A process as claimed in claim 7, wherein a lag filter is used to filter the measurements of engine load and speed in order to take into account thermal inertia.
A process as claimed in claim 7 or claim 8, wherein a signal delay is used in the measurement of engine speed and load in order to take into account system transport delays.
A process as claimed in any preceding claim, wherein the operating parameters of the engine that are adjusted comprise main fuel injection timing and throttle position.
A process as claimed in claim 10, wherein the main fuel injection timing comprises a primary engine operating parameter which is adjusted.
A process as claimed in any preceding claim, wherein the adjustment of the operating parameter(s) of the engine is proportional to the difference between the determined mean exhaust gas temperature and the target temperature.

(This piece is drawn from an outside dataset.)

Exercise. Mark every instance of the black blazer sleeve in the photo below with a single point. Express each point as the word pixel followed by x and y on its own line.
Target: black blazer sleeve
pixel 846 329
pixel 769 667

A process as claimed in any preceding claim, wherein the magnitude of engine operating parameter adjustment for each operating parameter of the engine to be varied is limited to a maximum adjustment value.
A process as claimed in any preceding claim, wherein the adjustment of an engine operating parameter is phased in over two or more consecutive regeneration cycles.
A process as claimed in any preceding claim, wherein the priority and scheduling of adjustment of each engine operating parameter to be adjusted may be predetermined by means of a temperature compensation algorithm, preferably as a function of the degree of temperature difference between the determined mean exhaust gas temperature over a regeneration cycle and the target temperature.
A process as claimed in claim 1, wherein the efficiency of the catalytic device may be determined by determining the level of hydrocarbons and/or oxygen in the exhaust gas downstream of the catalytic device and comparing said level to a target level based on that achieved by a fully effective catalytic device.